Global warming may very well be a problem, it may be human caused and it may even be a serious problem. But this is where it is crucial to apply critical thinking skills to the issue - even if these things are true, we must examine the likely motives and intent of the chief proponents of solving the problem of global warming, namely, governments, politicians and scientists in the employ of governments. 

Particularly troubling to me is the frequent use of the phrase "scientific consensus" as if science is a democracy. Science benefits the most from the lone contrarian who happens to be right and can prove it. We should be very wary of language that stifles out-of-favor scientific opinions (so long as they are, really, scientific). Science is rarely, if ever, a black-and-white matter and is usually a matter of competing hypotheses which fit the available data better or worse. As data changes (due to technological advances or advances in experimental methodology), hypotheses that were once in favor can rapidly be falsified and replaced by previously obscure hypotheses.

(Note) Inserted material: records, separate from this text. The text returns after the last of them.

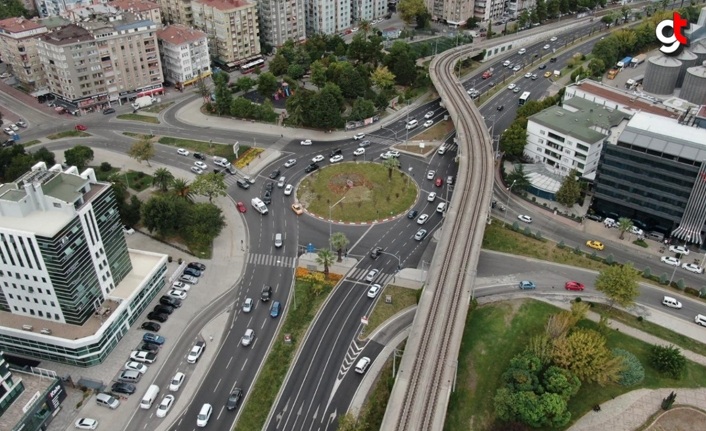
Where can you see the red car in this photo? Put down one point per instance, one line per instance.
(573, 285)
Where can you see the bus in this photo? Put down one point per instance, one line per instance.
(252, 65)
(524, 98)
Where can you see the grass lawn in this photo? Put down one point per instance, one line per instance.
(368, 193)
(402, 298)
(138, 117)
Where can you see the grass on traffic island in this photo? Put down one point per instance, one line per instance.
(311, 291)
(497, 332)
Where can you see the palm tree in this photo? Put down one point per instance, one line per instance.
(162, 179)
(325, 257)
(338, 241)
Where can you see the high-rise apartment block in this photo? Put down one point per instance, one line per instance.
(231, 26)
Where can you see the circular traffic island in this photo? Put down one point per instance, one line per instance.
(357, 192)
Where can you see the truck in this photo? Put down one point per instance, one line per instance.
(143, 102)
(638, 60)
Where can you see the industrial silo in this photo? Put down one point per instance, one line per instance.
(688, 59)
(694, 88)
(661, 74)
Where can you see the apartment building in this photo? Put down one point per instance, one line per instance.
(281, 21)
(106, 58)
(184, 53)
(231, 26)
(18, 48)
(69, 286)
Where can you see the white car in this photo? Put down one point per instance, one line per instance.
(692, 267)
(679, 249)
(165, 405)
(669, 260)
(176, 382)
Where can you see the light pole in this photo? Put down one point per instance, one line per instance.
(330, 221)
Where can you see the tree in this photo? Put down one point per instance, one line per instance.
(570, 191)
(78, 156)
(339, 241)
(142, 150)
(619, 284)
(210, 185)
(162, 179)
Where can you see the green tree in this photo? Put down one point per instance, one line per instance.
(210, 185)
(619, 284)
(79, 156)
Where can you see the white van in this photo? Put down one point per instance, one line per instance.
(149, 397)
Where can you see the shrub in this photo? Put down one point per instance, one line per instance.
(633, 372)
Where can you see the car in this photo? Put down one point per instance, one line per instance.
(692, 267)
(420, 235)
(374, 290)
(573, 285)
(159, 317)
(248, 305)
(123, 388)
(679, 249)
(371, 275)
(234, 399)
(86, 423)
(275, 309)
(135, 366)
(195, 352)
(266, 293)
(669, 260)
(526, 284)
(248, 337)
(165, 405)
(141, 356)
(150, 337)
(151, 326)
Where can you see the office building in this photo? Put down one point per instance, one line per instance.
(185, 56)
(231, 26)
(69, 287)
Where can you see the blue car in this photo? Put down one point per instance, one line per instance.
(153, 338)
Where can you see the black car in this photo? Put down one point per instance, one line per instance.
(266, 294)
(234, 399)
(159, 317)
(151, 326)
(123, 388)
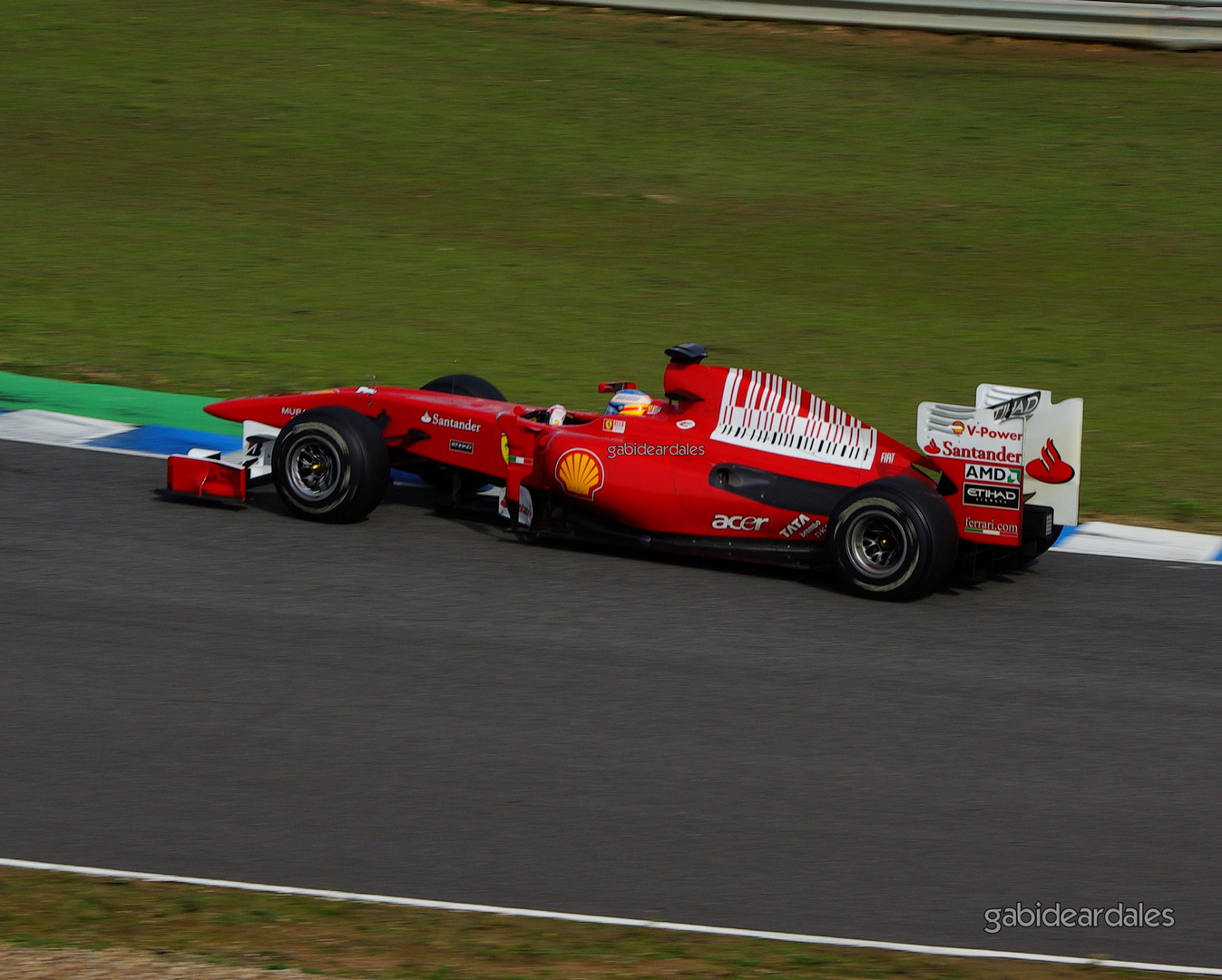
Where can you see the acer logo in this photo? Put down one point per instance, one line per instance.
(724, 522)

In the case of the United Nations, the problem of global warming is especially convenient for making the case of global governance and especially global taxation and regulation. Global warming, by virtue of being a global problem, naturally requires international coordination not likely to occur between independent nations. It should not be surprising, then, that the organizations with the best chances of being in a position to exercise global governance power - either directly or indirectly - are the most passionate in making the case for the need to solve the problem of global warming.

Lastly, we should not think about the problem of global warming in terms of the nightmare scenario catastrophes that the Al Gore & Co. alarmists would have us think. Rather, we should think about solving the problem of global warming in terms of costs and benefits. That is, we should apply economic reasoning to the many humanitarian problems facing mankind today. The Copenhagen Consensus has done just this and they rank global warming at the bottom of the list of humanitarian issues in terms of the return-on-investment of lives saved/improved versus dollars spent.

All in all, global warming may be a real problem, it may be caused by human action and it may have very serious consequences over the long term. But these facts, if true, do not in themselves prove the case for massive global government interventions and costly national government measures, especially during this economic downturn.